Open Problems in Transaction Processing (Part 1 of 3): Non-Volatile Memory

Graduate school affords one the luxury to have only a short-term vision on where your research is going; the farthest I could think out during my time was at most two papers. But now that I have to write grants to raise scrilla for my students, I find myself thinking about more long-term projects and trying to predict where the research field is going.

These next three posts are my thoughts of where I think there are still interesting unsolved problems in OLTP database systems research. The first is up non-volatile memory (NVM).

Main Memory Systems

Way back in 2007, H-Store was the vanguard for a new era of main memory-oriented database systems. It wasn't the first transactional, in-memory DBMS (TimesTen and DataBlitz are earlier examples from the 1990s), but it was one of the first systems created after the NoSQL crowd started bleating that the only way to scale is to give up ACID.

It wasn't obvious right away to some that a memory-oriented architecture was the way to go for scalable OLTP applications.
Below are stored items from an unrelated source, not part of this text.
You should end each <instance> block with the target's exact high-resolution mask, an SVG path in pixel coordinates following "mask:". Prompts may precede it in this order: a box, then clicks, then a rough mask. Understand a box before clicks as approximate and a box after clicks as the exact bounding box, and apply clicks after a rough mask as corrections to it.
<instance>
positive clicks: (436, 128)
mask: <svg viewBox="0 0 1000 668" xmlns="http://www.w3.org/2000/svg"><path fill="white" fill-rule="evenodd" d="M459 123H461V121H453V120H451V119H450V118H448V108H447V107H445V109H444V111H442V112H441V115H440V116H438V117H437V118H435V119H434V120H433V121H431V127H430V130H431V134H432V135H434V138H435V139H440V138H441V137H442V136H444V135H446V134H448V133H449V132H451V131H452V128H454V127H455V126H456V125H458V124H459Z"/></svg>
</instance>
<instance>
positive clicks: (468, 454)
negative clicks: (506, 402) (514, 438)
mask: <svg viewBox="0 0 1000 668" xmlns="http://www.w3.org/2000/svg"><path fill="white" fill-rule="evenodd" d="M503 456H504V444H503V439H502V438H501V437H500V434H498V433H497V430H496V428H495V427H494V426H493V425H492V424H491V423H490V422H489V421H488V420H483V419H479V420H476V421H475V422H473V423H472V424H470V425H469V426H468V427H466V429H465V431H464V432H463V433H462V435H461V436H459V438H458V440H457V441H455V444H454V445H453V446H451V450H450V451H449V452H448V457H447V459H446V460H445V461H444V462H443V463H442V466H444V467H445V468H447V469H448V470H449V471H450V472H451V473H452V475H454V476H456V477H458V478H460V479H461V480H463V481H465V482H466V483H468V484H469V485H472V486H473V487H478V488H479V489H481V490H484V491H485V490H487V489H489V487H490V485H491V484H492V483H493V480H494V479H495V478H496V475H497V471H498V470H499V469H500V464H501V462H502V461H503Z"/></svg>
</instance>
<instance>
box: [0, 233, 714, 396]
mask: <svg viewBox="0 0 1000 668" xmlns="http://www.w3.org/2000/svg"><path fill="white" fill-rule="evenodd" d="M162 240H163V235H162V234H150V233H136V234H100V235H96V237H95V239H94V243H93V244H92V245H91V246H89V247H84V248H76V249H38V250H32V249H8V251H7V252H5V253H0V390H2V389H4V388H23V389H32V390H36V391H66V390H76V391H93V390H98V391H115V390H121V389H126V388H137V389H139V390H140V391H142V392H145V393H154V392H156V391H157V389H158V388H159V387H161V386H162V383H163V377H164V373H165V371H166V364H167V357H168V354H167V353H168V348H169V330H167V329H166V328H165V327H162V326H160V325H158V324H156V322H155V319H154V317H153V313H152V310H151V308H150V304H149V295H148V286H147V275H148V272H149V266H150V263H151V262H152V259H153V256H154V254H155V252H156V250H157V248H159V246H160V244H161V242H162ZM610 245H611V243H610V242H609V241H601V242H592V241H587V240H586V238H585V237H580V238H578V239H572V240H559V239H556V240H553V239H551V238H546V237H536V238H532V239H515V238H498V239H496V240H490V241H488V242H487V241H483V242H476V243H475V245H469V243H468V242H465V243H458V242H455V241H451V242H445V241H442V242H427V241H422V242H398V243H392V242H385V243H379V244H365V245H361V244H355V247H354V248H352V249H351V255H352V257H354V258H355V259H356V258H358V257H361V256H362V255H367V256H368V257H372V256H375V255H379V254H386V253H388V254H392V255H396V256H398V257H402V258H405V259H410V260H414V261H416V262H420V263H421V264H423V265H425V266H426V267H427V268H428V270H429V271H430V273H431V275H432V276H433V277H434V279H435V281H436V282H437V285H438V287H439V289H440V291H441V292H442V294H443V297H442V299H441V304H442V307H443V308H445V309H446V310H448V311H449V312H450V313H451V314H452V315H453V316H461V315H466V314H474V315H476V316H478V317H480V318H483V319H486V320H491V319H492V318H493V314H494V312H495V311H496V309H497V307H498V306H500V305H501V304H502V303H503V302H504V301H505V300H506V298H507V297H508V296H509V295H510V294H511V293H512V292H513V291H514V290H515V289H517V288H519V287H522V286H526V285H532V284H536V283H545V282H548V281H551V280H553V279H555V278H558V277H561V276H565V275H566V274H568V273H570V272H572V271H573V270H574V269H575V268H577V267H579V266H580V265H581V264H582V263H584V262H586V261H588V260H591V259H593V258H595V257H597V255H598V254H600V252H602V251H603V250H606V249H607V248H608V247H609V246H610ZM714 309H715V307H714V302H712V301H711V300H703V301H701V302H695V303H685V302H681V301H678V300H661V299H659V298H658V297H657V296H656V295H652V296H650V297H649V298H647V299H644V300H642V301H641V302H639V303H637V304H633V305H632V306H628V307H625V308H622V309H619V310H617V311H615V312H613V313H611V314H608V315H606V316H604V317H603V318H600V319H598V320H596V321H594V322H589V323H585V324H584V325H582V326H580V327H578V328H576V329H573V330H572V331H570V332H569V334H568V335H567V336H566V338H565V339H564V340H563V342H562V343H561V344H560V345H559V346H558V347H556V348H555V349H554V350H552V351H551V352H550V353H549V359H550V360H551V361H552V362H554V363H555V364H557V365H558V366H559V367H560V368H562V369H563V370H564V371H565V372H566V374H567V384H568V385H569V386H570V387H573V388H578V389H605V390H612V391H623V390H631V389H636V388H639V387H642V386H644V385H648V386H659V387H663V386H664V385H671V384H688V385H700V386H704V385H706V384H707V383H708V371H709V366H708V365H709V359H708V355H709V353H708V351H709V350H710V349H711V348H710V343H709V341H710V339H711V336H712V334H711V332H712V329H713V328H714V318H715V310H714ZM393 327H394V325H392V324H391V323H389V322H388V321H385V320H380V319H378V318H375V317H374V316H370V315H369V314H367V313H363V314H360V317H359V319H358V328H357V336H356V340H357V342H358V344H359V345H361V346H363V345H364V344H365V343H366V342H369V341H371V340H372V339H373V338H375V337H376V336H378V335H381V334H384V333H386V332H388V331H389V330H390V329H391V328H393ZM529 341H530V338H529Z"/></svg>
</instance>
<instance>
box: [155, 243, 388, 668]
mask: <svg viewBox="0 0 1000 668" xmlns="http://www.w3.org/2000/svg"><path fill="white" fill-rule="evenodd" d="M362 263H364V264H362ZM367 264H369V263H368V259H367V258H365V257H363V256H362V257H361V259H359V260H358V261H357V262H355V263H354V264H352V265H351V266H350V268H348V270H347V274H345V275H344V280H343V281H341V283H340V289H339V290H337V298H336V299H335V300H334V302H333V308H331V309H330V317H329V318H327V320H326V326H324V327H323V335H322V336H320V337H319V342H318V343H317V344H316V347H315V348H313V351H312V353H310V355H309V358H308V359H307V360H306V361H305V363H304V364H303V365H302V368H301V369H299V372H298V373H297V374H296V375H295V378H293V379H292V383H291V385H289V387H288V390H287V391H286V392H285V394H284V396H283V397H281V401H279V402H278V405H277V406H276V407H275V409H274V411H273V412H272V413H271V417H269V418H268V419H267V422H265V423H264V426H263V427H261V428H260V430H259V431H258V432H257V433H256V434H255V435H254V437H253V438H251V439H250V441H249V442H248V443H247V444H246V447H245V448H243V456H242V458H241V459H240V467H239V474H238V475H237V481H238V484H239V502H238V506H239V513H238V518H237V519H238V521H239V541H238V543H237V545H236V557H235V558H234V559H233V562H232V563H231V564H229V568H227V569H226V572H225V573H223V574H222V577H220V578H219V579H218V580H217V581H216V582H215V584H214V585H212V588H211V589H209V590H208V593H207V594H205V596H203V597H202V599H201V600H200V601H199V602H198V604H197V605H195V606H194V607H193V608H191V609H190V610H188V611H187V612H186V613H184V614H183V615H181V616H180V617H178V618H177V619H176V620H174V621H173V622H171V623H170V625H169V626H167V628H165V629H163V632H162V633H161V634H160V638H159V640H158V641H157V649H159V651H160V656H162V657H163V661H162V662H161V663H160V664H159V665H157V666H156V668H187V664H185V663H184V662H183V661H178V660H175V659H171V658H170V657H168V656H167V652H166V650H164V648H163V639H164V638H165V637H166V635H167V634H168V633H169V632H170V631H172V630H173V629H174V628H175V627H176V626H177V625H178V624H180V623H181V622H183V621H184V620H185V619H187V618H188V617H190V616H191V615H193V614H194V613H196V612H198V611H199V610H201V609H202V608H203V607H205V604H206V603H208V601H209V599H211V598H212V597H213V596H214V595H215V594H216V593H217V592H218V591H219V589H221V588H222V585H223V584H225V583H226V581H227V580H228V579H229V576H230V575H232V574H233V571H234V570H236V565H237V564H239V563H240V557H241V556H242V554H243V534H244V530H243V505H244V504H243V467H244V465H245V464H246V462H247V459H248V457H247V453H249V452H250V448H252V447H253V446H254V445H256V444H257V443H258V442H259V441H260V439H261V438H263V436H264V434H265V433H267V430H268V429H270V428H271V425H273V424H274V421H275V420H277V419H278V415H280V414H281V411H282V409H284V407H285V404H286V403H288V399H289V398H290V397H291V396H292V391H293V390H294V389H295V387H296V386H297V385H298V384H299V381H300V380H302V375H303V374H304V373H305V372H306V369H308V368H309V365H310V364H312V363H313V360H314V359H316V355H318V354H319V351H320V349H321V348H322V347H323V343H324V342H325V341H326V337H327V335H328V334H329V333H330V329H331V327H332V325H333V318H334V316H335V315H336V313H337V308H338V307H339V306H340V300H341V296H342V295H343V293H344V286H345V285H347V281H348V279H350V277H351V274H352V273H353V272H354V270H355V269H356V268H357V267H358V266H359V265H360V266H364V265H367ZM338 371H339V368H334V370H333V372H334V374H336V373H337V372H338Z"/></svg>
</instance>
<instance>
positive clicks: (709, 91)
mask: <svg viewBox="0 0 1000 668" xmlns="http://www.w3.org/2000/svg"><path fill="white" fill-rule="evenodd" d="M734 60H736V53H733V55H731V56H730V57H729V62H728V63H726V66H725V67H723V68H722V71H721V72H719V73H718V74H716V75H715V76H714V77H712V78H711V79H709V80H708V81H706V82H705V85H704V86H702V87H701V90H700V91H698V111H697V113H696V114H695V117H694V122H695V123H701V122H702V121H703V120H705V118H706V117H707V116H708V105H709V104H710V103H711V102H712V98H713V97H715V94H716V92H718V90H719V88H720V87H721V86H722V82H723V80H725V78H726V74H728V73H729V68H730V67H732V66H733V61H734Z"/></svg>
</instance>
In the early days of VoltDB, customers were uncomfortable with the idea of storing your entire database in volatile DRAM. I visited PayPal with Stonebraker in 2009 when he went to talk to them about VoltDB and I remember that the senior management were unnerved by the idea of a DBMS that did not store all physical changes to tuples immediately on disk. The prevailing conventional wisdom has obviously changed and now VoltDB is being used in many mission-critical applications. Since then, several other memory-oriented systems are now available, including MemSQL, SAP HANA, and Microsoft Hekaton (technically Hekaton is an extension for SQL Server, but the rumor is that it was originally a standalone system that management killed because it would cannibalize sales). One could argue (and I have) that MongoDB is essentially a memory-oriented DBMS because they use MMAP, but they don't get all of the advantages because they use coarse-grained locking. Other notable in-memory research systems that came along after H-Store include Shore-MT, HyPer, and Silo. In particular, the HyPer team has amassed an impressive corpus of research publications that I wish we had achieved with the H-Store project.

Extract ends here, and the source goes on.